DuVernay fungierte über ihre Array Filmworks auch als Produzentin des Films und wurde vom Private-Equity-Fonds J4A finanziert, der sich Projekten für soziale Gerechtigkeit widmet. Sie wird am 3. September von der internationalen AIDS-Organisation amfAR mit dem Award of Inspiration geehrt.

Trotz der Unterstützung von Unternehmen wie Netflix und Searchlight verdrängte der Streik den ursprünglich geplanten Eröffnungsfilm in Venedig, Guadagninos „Challengers“, aus dem Festival. Die Entscheidung wurde von den Verleihern und Produzenten des Tennisdramas Amazon, MGM und Warner Bros. gegen Guadagninos Willen getroffen.

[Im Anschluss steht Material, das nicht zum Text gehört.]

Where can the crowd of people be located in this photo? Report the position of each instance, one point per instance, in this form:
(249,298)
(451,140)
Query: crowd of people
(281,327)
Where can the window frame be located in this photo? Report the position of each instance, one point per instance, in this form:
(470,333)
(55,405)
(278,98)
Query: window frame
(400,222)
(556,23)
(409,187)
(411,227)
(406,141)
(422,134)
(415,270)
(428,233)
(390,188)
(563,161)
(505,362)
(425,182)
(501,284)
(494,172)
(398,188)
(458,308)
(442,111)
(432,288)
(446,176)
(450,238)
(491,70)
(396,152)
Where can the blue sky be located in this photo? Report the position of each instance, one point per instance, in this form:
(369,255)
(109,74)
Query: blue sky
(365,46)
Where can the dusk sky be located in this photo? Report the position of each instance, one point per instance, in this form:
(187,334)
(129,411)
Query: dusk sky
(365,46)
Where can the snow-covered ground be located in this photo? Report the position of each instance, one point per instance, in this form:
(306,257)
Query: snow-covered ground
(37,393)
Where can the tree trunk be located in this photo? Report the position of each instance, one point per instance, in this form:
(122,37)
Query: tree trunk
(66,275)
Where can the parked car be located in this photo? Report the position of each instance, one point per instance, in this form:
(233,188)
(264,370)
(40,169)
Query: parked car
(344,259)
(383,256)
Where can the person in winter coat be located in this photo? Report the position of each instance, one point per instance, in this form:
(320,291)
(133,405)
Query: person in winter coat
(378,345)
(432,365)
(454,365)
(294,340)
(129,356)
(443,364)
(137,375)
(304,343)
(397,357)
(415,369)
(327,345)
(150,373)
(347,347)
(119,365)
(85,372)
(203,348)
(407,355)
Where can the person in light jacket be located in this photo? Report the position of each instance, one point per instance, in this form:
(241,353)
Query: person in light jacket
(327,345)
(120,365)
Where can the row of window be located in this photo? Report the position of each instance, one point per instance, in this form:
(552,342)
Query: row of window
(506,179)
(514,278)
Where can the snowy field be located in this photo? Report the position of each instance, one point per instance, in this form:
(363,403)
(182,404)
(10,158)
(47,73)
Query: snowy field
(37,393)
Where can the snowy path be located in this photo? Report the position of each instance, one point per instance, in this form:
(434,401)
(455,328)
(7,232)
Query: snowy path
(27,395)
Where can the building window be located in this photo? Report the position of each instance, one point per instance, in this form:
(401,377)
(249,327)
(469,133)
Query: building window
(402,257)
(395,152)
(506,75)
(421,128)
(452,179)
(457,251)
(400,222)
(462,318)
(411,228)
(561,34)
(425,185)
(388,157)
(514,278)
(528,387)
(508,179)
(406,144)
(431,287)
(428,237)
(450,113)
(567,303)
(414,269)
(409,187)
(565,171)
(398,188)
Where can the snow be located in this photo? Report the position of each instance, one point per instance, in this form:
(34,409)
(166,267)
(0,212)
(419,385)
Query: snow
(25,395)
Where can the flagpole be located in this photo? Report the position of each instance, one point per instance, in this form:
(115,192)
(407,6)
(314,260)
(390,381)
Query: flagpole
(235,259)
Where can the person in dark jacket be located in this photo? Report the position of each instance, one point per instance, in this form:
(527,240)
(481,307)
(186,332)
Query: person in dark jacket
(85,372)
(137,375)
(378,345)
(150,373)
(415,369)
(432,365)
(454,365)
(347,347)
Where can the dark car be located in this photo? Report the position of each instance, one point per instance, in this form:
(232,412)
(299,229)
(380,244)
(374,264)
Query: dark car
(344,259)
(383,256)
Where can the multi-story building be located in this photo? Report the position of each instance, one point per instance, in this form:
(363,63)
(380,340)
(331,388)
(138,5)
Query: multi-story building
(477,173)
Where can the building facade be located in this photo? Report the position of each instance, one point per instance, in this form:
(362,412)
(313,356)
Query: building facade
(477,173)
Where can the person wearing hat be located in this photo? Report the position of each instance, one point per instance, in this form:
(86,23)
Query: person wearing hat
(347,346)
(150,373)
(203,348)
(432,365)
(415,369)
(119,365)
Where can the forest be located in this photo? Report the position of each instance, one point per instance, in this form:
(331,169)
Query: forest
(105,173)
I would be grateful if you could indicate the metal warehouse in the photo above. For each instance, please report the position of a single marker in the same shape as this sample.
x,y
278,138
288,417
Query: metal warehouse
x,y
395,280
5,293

„Challengers“ wurde als Eröffnungsfilm von Venedig durch das italienische Antikriegsepos „Comandante“ ersetzt. Unter der Regie von Edoardo De Angelis spielt der italienische Star Pierfrancesco Favino einen heldenhaften sizilianischen Marinekapitän im Zweiten Weltkrieg. Es ist einer von sechs italienischen Filmen im Wettbewerb von Venedig in diesem Jahr, darunter „Io Capitano“ von Matteo Garrone über die homerische Reise zweier junger afrikanischer Männer, die Dakar verlassen, um nach Europa zu gelangen, und „Finally Dawn“ von Saverio Costanzo, der im legendären Cinecittà spielt Studios in den 1950er Jahren, als die berühmten Filmproduktionsstätten als „Hollywood am Tiber“ bekannt waren. Lily James, Joe Keery, Rachel Sennott und Willem Dafoe spielen die Hauptrollen.

Aber glücklicherweise sind die Auswirkungen des US-Schauspielerstreiks im Hinblick auf Filme „sehr bescheiden“, wie Barbera es ausdrückt.

Insgesamt laufen auf dem Lido in der offiziellen Auswahl 82 Spielfilme aus 54 Ländern, davon rund 30 % unter der Regie von Frauen. Laut Barbera widerspiegelt dieses Verhältnis ungefähr den gleichen Prozentsatz an Filmen, die in diesem Jahr von Regisseurinnen eingereicht wurden, und stellt einen Anstieg des Frauenanteils im Vergleich zu früheren Ausgaben dar.

Der 23-köpfige Wettbewerb in Venedig sieht fünf Filme von weiblichen Regisseuren. „Wir sind weit von der Geschlechterparität entfernt, die wir alle anstreben, aber es ist ein langsamer Prozess, von dem wir hoffen, dass er nicht aufhört“, betont er.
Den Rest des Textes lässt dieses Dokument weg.